I thought for sure she had gone too far, calling her stupid. I thought the teacher would turn on her, but he did not. He looked down at the lucky bucks in the desk of the girl in the red polyester pants. Her round face looked confused. She was staring down at the lucky bucks. She gripped the sides of her desk with both hands. Our teacher examined her with a look of distaste.

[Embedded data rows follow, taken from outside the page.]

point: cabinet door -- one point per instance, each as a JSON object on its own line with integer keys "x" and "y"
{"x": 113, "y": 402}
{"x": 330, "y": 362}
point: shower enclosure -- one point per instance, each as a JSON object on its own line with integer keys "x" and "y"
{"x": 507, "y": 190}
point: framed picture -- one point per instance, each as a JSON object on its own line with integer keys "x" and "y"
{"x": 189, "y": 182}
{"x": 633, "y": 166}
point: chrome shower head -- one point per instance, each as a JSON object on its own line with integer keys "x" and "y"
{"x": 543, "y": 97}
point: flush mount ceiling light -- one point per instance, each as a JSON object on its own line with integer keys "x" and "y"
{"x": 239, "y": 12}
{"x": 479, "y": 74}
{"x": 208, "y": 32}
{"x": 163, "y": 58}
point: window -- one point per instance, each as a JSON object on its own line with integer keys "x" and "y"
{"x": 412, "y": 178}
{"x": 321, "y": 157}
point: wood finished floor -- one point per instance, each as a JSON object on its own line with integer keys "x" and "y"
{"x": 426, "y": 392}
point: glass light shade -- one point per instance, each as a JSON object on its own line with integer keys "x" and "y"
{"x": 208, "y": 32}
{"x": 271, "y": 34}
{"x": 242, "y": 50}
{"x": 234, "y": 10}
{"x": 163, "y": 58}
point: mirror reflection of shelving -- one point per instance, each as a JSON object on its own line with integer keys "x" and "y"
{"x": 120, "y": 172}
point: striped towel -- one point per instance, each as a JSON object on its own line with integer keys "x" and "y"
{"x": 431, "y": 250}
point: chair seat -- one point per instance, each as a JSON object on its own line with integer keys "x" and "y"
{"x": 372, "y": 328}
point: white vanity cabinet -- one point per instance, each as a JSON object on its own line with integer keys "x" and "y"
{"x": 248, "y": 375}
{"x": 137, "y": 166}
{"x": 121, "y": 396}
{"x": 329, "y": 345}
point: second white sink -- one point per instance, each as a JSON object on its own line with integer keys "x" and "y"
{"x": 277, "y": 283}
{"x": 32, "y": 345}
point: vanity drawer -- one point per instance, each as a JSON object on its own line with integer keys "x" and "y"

“Are these yours?” He said.

The girl in the red polyester pants shook her head. Tears were welling up in her eyes. She looked afraid.

“No,” she said, “they aren’t mine.”

“Did you steal them?” Our teacher said. His voice was cold and accusatory, a hanging judge speaking to a condemned murderer. “Did they just happen to appear in your desk?”

She shook her head.

“No, Sir,” she said, looking down at the lucky bucks.

“Yes, she did,” said the girl who had everything, “she stole them!”

Tears of frustration and fear trickled down the face of the girl in the red polyester pants.

“I didn’t steal them,” she said. Her voice was low and quiet, “I don’t know how they got there.”

“Yes, you did!” The girl who had everything said. “You’re a thief!”

Our teacher looked down at the girl in the red polyester pants.

“Come with me,” he said, grabbing her roughly by the arm. He led her out of the classroom. She was sobbing. I saw a look of triumph on the face of the girl who had everything. I felt sick inside.

The girl in the red polyester pants never returned to our classroom. I heard rumors that her parents removed her from the school after the incident. I have never forgotten her. Her memory has haunted me over the years. I wish I had been stronger. I wish I had told the truth, regardless of the consequences. I want to apologize for what we did to her. I still remember with shame the look of confusion, fear and anguish in the face of the girl in the red polyester pants.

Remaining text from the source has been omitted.